In my past experience with workflows like snakemake the workflow manager downloaded and installed the required packages if they were needed. Is this the case for your pipelines?

Yes, Nextflow should automatically handle the software packaging depending on profile, using docker with the docker profile, etc.

I tried running the Abinitio Training workflow with both singularity and conda, but I needed to install into the environment myself to get the pipeline to start, it then stopped again when it needed blast. Do I need to be setting up these environments, and that databases for Interproscan and blast in the Functional training myself, or am I doing something wrong to get nextflow and the environment managers to deal with this for me.

Something is definitely odd here. You shouldn't need to any software setup except for perhaps with Interproscan.

The error here:

/bin/bash: .command.sh: No such file or directory

suggests that the filesystem is not correctly mounted. Take a look over some of the singularity configuration options. https://www.nextflow.io/docs/latest/config.html#scope-singularity. Try adding the following to a custom config to see if it fixes things.

singularity.autoMounts = true

I'm not sure if this will fix the software packaging issue. What version of singularity are you using?

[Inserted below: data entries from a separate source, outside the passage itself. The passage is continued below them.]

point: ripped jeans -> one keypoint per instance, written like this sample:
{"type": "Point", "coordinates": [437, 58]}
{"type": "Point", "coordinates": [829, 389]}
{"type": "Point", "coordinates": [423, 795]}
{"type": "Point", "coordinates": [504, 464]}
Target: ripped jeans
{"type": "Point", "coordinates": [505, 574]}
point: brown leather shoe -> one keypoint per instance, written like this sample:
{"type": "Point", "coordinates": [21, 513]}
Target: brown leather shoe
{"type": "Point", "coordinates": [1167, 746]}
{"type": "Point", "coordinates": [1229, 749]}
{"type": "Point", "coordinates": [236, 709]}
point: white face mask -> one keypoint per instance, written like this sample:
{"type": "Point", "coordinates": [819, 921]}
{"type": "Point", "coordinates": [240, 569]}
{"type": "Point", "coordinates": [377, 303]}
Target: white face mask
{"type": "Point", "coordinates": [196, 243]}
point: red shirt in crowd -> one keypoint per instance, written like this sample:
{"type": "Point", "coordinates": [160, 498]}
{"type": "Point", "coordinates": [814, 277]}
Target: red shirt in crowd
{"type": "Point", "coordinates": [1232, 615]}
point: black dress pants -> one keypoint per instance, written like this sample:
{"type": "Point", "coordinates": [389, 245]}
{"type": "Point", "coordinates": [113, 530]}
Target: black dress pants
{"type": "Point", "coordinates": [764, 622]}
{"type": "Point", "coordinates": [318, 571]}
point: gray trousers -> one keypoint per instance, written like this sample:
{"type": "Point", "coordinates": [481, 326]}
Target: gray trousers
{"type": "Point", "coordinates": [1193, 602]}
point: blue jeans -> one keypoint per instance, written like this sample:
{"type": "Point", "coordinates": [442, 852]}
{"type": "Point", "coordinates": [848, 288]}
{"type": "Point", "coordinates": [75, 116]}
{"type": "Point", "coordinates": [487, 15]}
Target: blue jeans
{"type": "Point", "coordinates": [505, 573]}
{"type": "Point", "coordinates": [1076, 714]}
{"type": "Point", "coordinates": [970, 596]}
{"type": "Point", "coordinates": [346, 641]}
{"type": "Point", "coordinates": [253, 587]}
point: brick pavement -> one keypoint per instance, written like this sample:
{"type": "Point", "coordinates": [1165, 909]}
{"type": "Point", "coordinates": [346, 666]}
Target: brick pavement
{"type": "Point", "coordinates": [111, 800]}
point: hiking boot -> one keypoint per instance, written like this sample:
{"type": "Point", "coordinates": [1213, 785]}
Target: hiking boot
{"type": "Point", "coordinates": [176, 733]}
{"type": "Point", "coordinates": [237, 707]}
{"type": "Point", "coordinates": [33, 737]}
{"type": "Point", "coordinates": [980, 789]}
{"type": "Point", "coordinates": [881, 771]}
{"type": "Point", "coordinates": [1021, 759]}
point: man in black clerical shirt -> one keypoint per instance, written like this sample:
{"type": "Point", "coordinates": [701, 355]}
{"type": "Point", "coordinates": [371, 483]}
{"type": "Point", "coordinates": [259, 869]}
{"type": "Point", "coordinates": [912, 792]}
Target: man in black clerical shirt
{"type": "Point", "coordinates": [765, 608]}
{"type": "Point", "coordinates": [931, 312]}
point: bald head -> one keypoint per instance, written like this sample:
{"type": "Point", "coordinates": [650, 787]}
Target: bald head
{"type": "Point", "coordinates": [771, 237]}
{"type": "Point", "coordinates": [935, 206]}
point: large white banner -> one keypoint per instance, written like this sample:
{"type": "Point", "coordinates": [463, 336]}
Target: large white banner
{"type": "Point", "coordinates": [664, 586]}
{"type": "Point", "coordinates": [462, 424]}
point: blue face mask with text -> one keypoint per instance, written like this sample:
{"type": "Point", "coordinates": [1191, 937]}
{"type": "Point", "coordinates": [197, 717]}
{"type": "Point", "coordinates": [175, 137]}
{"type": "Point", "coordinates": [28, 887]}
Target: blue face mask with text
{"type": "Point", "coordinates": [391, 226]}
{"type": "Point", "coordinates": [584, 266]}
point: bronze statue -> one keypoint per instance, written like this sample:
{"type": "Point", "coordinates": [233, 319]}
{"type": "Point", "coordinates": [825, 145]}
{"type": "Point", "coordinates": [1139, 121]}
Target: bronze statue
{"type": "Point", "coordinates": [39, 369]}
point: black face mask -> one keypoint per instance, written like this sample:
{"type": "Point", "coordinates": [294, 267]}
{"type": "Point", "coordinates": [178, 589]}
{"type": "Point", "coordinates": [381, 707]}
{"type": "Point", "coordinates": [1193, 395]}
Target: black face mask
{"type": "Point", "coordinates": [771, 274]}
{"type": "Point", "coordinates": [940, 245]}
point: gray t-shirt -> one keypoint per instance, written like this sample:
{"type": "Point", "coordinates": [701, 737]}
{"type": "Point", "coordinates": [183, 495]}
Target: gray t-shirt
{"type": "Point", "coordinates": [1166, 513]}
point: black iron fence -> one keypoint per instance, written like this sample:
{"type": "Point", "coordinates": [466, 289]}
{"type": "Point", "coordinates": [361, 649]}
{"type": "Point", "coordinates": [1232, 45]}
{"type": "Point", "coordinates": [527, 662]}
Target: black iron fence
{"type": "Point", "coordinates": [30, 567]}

Brent-Saylor-Canopy commented 1 year ago

You were right, it was a problem with my singularity installation. I reinstalled and added the line you suggested and it seems to be working. I haven't tried out the Functional Annotation pipeline yet though. What setup is necessary for Interpro if I'm only using the non commercial software?

mahesh-panchal commented 1 year ago

What setup is necessary for Interpro if I'm only using the non commercial software?

To be honest, I don't really know. We've had an alternate installation that we were using before I swapped the code to use the bioconda module. Apparently no one here has tested it on real data since the incorporation so I have no feedback on what else needs to be done. When you go ahead with it, it would be great to hear what errors you encounter, or if it just works. If you encounter errors, please open a new issue and I'll try to help as best I can.